Туземец тоже умеет наблюдать, но не делает из наблюдений объекта для размышления, а старается узреть в поразившем его событии вмешательство потусторонних сил. Тип первобытного мышления, пропитанного мистикой, Леви-Брюль назвал дологическим, в отличие от современного логического, апеллирующего к опыту. Но и тут он не был оригинален. Еще А. Шопенгауэр противопоставлял мистика философу. Мистик исходит из индивидуального мироощущения и потому никого не может убедить, а философ - из общего для всех.
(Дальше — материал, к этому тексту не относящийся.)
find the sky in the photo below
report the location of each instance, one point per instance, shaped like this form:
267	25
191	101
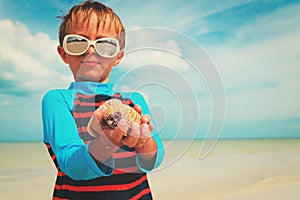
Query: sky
207	69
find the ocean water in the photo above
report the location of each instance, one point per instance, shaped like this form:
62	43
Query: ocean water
234	169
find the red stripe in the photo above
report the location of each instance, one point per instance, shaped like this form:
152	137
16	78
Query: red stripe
124	154
60	173
126	170
142	193
101	188
53	157
82	114
84	96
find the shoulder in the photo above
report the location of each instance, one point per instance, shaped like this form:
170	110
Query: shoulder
57	96
134	96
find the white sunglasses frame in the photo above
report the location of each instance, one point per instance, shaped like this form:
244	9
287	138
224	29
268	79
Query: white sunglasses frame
91	42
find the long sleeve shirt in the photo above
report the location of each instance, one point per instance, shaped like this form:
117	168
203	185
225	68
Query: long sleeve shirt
65	114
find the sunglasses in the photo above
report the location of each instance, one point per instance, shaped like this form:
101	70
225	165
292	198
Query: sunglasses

Достоинство философа - умение размышлять над полученными данными и комбинировать их: вот почему он может убеждать других.
В сформулированном Леви-Брюлем законе партиципации (сопричастия) - для первобытного человека предмет может быть самим собой и одновременно чем-то иным - легко отследить влияние мифологической школы. Только там, где лингвисты оперировали ассоциациями и метафорами, выявляя связь между богом и Солнцем, ведьмой и грозой, этнограф указывает на веру человека в то, что он одновременно является животным (тотемизм).
На коварный вопрос социологическая школа ответить не сумела. Достаточно сравнить, например, описанные Леви-Брюлем ощущения первобытного аскета с верой христианского подвижника - они абсолютно схожи: и тот и другой умерщвляют плоть, чтобы сделаться "менее досягаемыми для влияния враждебных невидимых сил и более приятными для тех, благосклонности которых они ищут". Почему же тогда второй из них вступил на славный путь цивилизации, а первый - нет?
Достижениями антропологической школы воспользовалась так называемая ритуально-мифологическая школа, уделившая самое пристальное внимание сказке. Приоритет мифа над сказкой был определен еще "мифологистами" и сомнению не подлежал (небольшие колебания Веселовского не в счет). Но теперь впереди мифа водрузили первобытный ритуал. Углубление в мир дикарей продолжилось. Не только их мысли и вкусы, но и обряды и ритуалы были уверенно приписаны предкам цивилизованных народов.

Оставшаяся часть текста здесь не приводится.